I saw a post the other day that, briefly in passing, derided Standard Definition as being bad/not very useful. I don't remember exactly what, but I think that's a shared opinion by most people.
So I've been thinking about that, along with some recent experiences watching old (80s/90s) TV shows on not amazing quality tape via a not amazing quality CRT TV. I think, ultimately, a lot of stuff does not need high fidelity video. It can, but it's a waste. A very tangible waste.
Today I watched some Summoning Salt (no there's not a new one) at a friends and was driving home and realized... it didn't need to be in 4K. When I got home and checked it thankfully is not, it's 1080p, but really those could be 720p or even 480p and not really lose anything. I think the same could be said for a large portion of youtube and TV video, the extra resolution is just not needed.
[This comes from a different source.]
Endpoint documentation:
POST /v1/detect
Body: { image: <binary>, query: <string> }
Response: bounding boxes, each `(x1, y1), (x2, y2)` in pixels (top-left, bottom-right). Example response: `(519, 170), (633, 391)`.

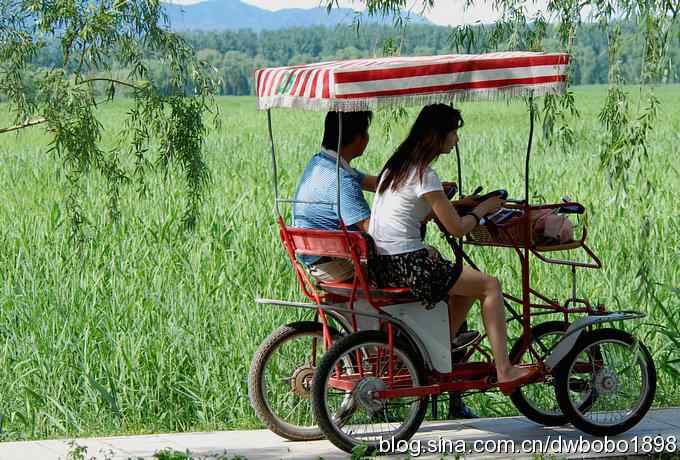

And that extra resolution costs a lot. It takes more space and resources to produce the original video, it takes more energy to transfer that data to wherever the data lives online. It takes more energy to re-encode that into whatever formats the streaming vendor prefers, again to transfer it back and again to play back for the end user. I checked the video I had watched and the full quality 1080p copies are about 550MiB for the video stream. The 480p is more like 100MiB, but also 30FPS so that's more like 2-3x smaller vs 5-10x. Curiously the 720p60 stream is 184MiB, so maybe the 480p isn't compressed as efficiently as it could be. The amount of energy that would save at scale would be insane.
Of course, that would never happen. Walking any technology back tends to be frowned upon as it makes a lot of people look stupid, and also makes a lot of people NOT richer. People always stand to make money by forcefully driving technology forward regardless of the end results, be those intended or unintended outcomes. Also, frankly, LCDs are really good at making lower quality video look worse than it should, and CRTs aren't coming back for better (probably more resource intensive) or worse (just a hell of a lot better than LCDs except for pure text).
Also some stuff does actually need the visual fidelity. Sports? Break out the BlackMagik CineMaster64 64K cameras. News? Yeah same probably. Movies? Well you're watching those in a theatre in theory so yeah sure, do whatever you want.
I do honestly think most people's perception of how bad SD video is has been distorted by low bitrate low framerate digital video being poorly upscaled on LCDs. I'm sure there's some people out there who, even without all of the above things, still hate it. I do honestly think the world would be better off with less 4K everywhere and I think that's absolutely not going to happen. But no one can stop me blabbering on about it, huh?